Ohio connection: Birth
Chris Crutcher was born in Dayton, Ohio but didn’t stay there long. His father John (Crutch) had decided to leave his United States Air Force career (after piloting more than 30 successful B-17 bombing missions in World War II). At only six weeks old Chris and his older brother moved with their parents to their mom’s (Jewell Morris Crutcher) hometown of Cascade, Idaho (a tiny logging town north of Boise). He graduated from Eastern Washington State College (now EWU) with a BA in psychology and sociology. He later earned his teaching credential and taught primary and secondary school in Washington State and California. Early in the 1970’s, Crutcher accepted a position as the director of Oakland, California’s Lakeside School where he served racially diverse at-risk K-12 students for almost a decade before returning to the Pacific Northwest to write his first book, Running Loose in the early 1980’s. When Crutcher left Lakeside in 1981 and settled in Spokane, Running Loose was already written, but he still needed a job. So he applied for a position with the Spokane Community Health Center and Child Protection team, where he saw his therapeutic abilities take flight. In addition to being a novelist, Crutcher still works as a therapist and child protection advocate.
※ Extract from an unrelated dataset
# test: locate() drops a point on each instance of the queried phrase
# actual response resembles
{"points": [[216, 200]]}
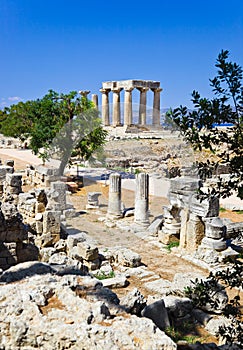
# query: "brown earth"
{"points": [[160, 261]]}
School Library Journal’s best books for young adults list for The Crazy Horse Electric Game, 1988. On the ALA list of best books for young adults several times: Running Loose, 1983; Stotan!, 1986; Chinese Handcuffs, 1989; Athletic Shorts, 1991; Staying Fat for Sarah Byrnes, 1993; Ironman, 1995; and The Crazy Horse Electric Game, 1988. Michigan Library Association Best Young Adult Book for Athletic Shorts, 1992. ALAN award for Significant Contribution to Adolescent Literature. National Intellectual Freedom Award, NCA of English, 1998. ALA Margaret A. Edwards Award for lifetime achievement in writing for teenagers, 2000. Pacific Northwest Booksellers Association and Washington State Book awards for Whale Talk, 2002. Writers Who Make a Difference Award (Writer Magazine), 2004. Catholic Library Association’s St. Katharine Drexel Award, 2005.